A Short History of Man: Progress and Decline by Hans-Hermann Hoppe
is an outstanding work which views the history of man from a perspective of private property, utterly shattering the glass floor of Marxism.  You will feel confident enough to have a deep discussion with anthropologists and political scientists after reading this book.  Containing Hoppe's brilliant essay, From Aristocracy to Monarchy to Democracy, the case against liberal democracies and for natural order is laid out powerfully.  The best part?  It's free!
(You can purchase a hardback copy here: http://amzn.to/1LzzuTQ)

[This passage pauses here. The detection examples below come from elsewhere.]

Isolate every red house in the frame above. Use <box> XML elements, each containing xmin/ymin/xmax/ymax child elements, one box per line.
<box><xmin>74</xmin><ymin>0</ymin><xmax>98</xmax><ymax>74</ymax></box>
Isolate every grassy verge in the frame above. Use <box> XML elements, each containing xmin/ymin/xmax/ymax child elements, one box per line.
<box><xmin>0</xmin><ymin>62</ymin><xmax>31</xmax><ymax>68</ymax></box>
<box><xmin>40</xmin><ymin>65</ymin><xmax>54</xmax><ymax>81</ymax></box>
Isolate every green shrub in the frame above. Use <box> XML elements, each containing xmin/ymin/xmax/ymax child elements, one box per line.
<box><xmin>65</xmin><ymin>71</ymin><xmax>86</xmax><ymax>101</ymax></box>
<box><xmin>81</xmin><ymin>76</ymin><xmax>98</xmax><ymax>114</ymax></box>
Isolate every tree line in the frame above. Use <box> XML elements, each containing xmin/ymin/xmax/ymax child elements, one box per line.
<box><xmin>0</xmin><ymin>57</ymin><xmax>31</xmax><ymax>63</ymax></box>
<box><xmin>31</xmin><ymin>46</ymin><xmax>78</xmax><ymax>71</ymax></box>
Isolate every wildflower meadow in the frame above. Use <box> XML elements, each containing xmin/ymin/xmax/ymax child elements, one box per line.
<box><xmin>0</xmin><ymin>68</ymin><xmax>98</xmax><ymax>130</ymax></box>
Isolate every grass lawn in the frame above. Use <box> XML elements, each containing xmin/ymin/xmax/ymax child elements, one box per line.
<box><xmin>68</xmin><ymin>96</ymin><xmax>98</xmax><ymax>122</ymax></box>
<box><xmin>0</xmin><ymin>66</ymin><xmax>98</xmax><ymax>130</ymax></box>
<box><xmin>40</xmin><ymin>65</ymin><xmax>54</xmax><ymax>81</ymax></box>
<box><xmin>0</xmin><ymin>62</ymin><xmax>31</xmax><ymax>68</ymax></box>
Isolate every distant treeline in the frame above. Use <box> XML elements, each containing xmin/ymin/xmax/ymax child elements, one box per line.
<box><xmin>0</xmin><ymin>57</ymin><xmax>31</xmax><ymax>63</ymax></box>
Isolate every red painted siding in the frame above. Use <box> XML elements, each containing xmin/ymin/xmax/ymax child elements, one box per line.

The most Libertarian movie of the year is probably also the best movie of the year.  You would be forgiven for asking what exactly is Libertarian about this movie:

Max Max: Fury Road
makes critics use words like tour-de-force.  George Miller returns to direct and apparently had the story stewing in his mind for many years; truly, this is his best and the practical effects are white-knucklingly envigorating.  But the plotline is what fascinates the most.  If you haven't watched it, watch it!  If you have, rewatch it!  But I would recommend reading Hoppe's excellent book (above) before you do.  Miller has apparently thought a considerable amount about human prehistory and how the State came into being.  Immortan Joe is the villain who treats others as property, developing a superstition about himself in order to convince his primitive serfs that he has some supernatural power over life, death and the afterlife and, therefore, must exercise a monopoly over violence and control who has property rights, i.e. govern coercively.
The Feminist message is present but, ultimately, the female characters need Max to save them.  However, he is no white knight and his character was despised by most women I discussed the film with.  He is not a romantic character and does not help for sexual profit.  The women have no gynocentric leverage with such a character and are entirely dependent on his whim.  Instead, Max purely desires personal redemption, entering their lives,  dominating the scene, and leaving to go his own way.  The character is very masculine and not at all a husband/utility to be bagged by some damsel in distress.  The irony is that he is titled and considered mad but self-described as driven only by survival, making him the sanest and most prudent one on the scene, though he hardly says a word.  Max's heroism derives from the selfish impulses of his conscience.
If you can take the hints of Matriarchal, 'earth-mother equals good' imagery at the end with a pinch of salt, the movie is a visceral feast depicting the Libertarian message that Statism is a superstition and that even the wildest and most selfish of men behave and trade peacefully in a post-Neolithic Revolution situation.

As for gaming, we have to look for something which allows maximum liberty for the player and moral dilemmas with a plethora of consequences, politically or otherwise:

Fallout 4 ticks the boxes and is notorious for presenting a number of ideological groups vying for political power in an alternate nuclear-apocalyptic reality; their superfluous endeavours are the landscape you have to traverse as well as a gritty world so vast you could play it for a year and still find novelties.